- Theatrical release poster
- Directed by: Don Weis
- Screenplay by: Jerry Davis
- Story by: James Poe
- Produced by: Henry Berman
- Starring: Mickey Rooney Eddie Bracken Elaine Stewart Marilyn Erskine Douglas Fowley Robert Burton
- Cinematography: Ray June
- Edited by: Ben Lewis
- Music by: Alberto Colombo
- Production company: Metro-Goldwyn-Mayer
- Distributed by: Metro-Goldwyn-Mayer
- Release date: June 5, 1953;
- Running time: 71 minutes
- Country: United States
- Language: English
- Budget: $461,000
- Box office: $591,000

= A Slight Case of Larceny =

1953 film by Don Weis

A Slight Case of Larceny is a 1953 comedy film directed by Don Weis, written by Jerry Davis, and starring Mickey Rooney, Eddie Bracken, Elaine Stewart, Marilyn Erskine, Douglas Fowley and Robert Burton.
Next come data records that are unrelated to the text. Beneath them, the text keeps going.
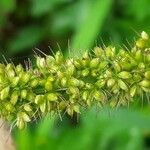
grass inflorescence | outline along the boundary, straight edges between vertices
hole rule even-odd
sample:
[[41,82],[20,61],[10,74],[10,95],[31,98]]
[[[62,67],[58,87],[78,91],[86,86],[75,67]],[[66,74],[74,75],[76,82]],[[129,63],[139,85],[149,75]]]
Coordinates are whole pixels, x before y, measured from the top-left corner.
[[36,56],[36,67],[0,64],[0,117],[19,129],[47,113],[80,113],[92,105],[127,106],[150,94],[150,39],[147,33],[130,50],[95,47],[81,58]]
It was released on June 5, 1953, by Metro-Goldwyn-Mayer.

==Cast==
- Mickey Rooney as Augustus 'Geechy' Cheevers
- Eddie Bracken as Frederick Winthrop Clopp
- Elaine Stewart as Beverly Ambridge
- Marilyn Erskine as Mrs. Emily Clopp
- Douglas Fowley as Mr. White
- Charles Halton as Willard Maibrunn
- Henry Slate as Motor Cop
- Rudy Lee as Tommy Clopp
- Mimi Gibson as Mary Ellen Clopp

==Reception==
According to MGM records, the film earned $448,000 in the US and Canada and $143,000 elsewhere, making a loss to the studio of $104,000.